Si scrive coalizione, si legge archiviare Renzi. Passa per il cosiddetto rilancio del centrosinistra, passa per la riproposizione di alleanze di centrosinistra, nuovi Ulivi o rinnovate Unioni, la via per tentare di sbarrare la strada a Renzi candidato premier, quando sarà. «Con lui si perde», il leit motiv delle minoranze, anche se dalle urne non è emerso alcun modello, linea, prospettiva alternativi e vincenti. E' lo stesso copione dei tempi di Veltroni, quando si imputò all'allora leader del Pd la sconfitta elettorale puntando il dito sulla vocazione maggioritaria che era diventata sinonimo di autosufficienza perdente, un'accusa per archiviare Veltroni e spianare la strada a Pier Luigi Bersani.

LE POSIZIONI
«Le primarie di coalizione non sono strettamente necessarie, il candidato premier lo sceglieremo al momento opportuno», assicura Orlando, come a dire che per Renzi la strada rimane impervia.
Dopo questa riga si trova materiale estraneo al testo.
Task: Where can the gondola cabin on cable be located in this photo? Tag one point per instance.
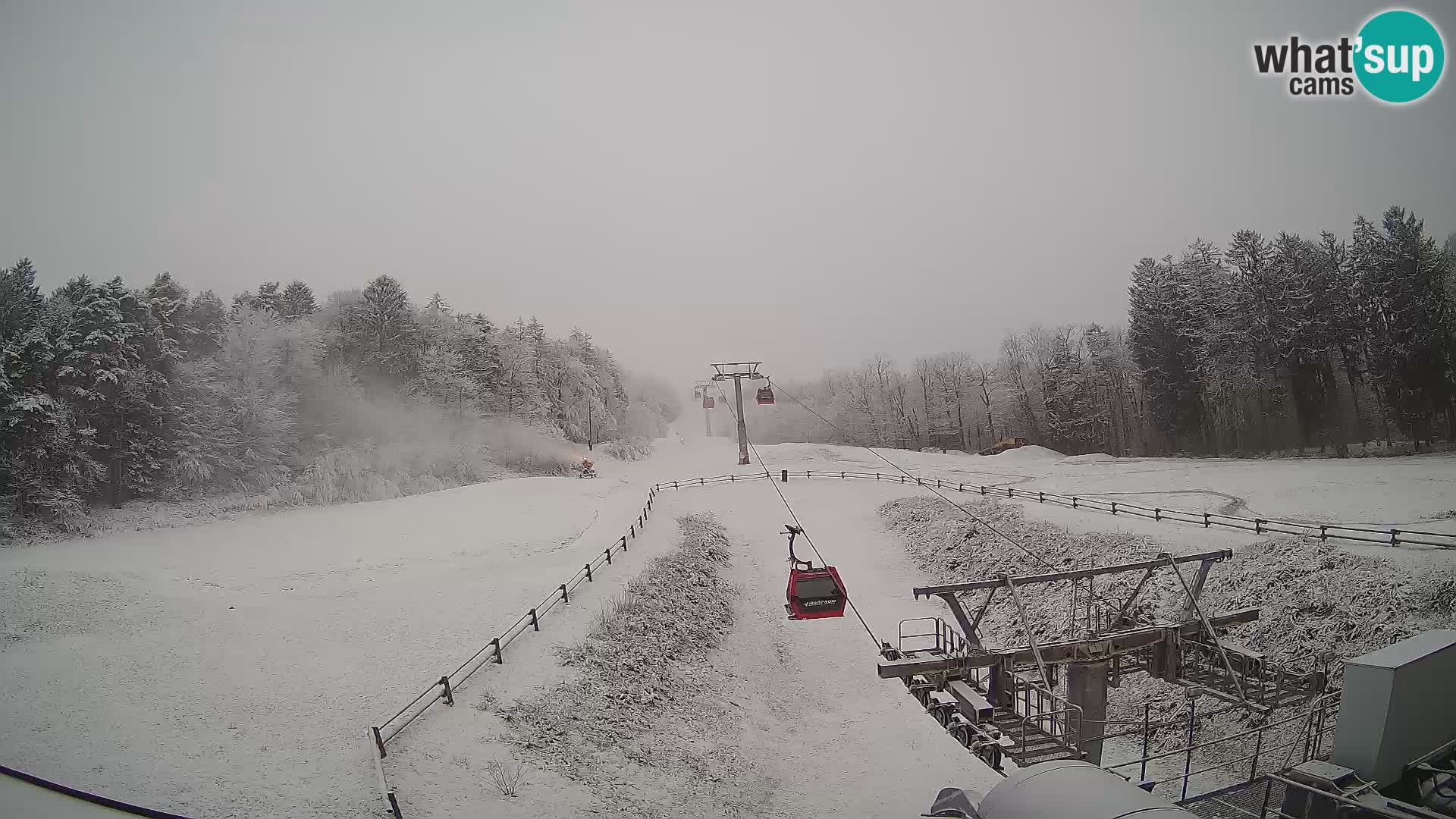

C'è poi una sorta di terza via alla coalizione teorizzata da Roberto Morassut, che dà voce ai dubbi che serpeggiano anche tra i veltronianisecondo il quale «la vocazione maggioritaria del Pd si è esaurita, così come il centrosinistra conosciuto finora, occorre lavorare a una terza fase del medesimo aprendosi a un soggetto più largo con spiccati caratteri civici». Il pendolo del Pd torna a oscillare allo stesso modo: o vocazione maggioritaria, soprattutto se si andrà a votare con il proporzionale, o alleanze e ancora alleanze sperando di riconquistare spezzoni di elettorato.

Qui la ferita brucia da far male: in Emilia il Pd ha perso cinque ballottaggi su cinque, in Toscana ha salvato Lucca ma perso Pistoia e Carrara, «e il nostro elettorato non è andato a destra, ma davanti a divisioni e lotte interne si è rifugiato nell'astensione», incalza Orlando. Se questa della premiership è la partita, si spiega l'accanimento polemico con il quale la maggioranza dem, renziani e non, si è spesa per smontare la tesi coalizionista. «Volete l'Unione? Ecco la foto di gruppo», ha twittato Matteo Orfini rilanciando una riunione storica, quella dei 35 (trentacinque) leader e leaderini che dovevano sostenere Prodi. «E' vero, non parliamo a pezzi di società, agli esclusi, ma non lo facciamo mettendo assieme pezzi di ceto politico», incalzano i renziani. «Riaprire una discussione a base di formulette politiciste è superficiale e fuorviante», rintuzza a sua volta Matteo Ricci, responsabile enti locali.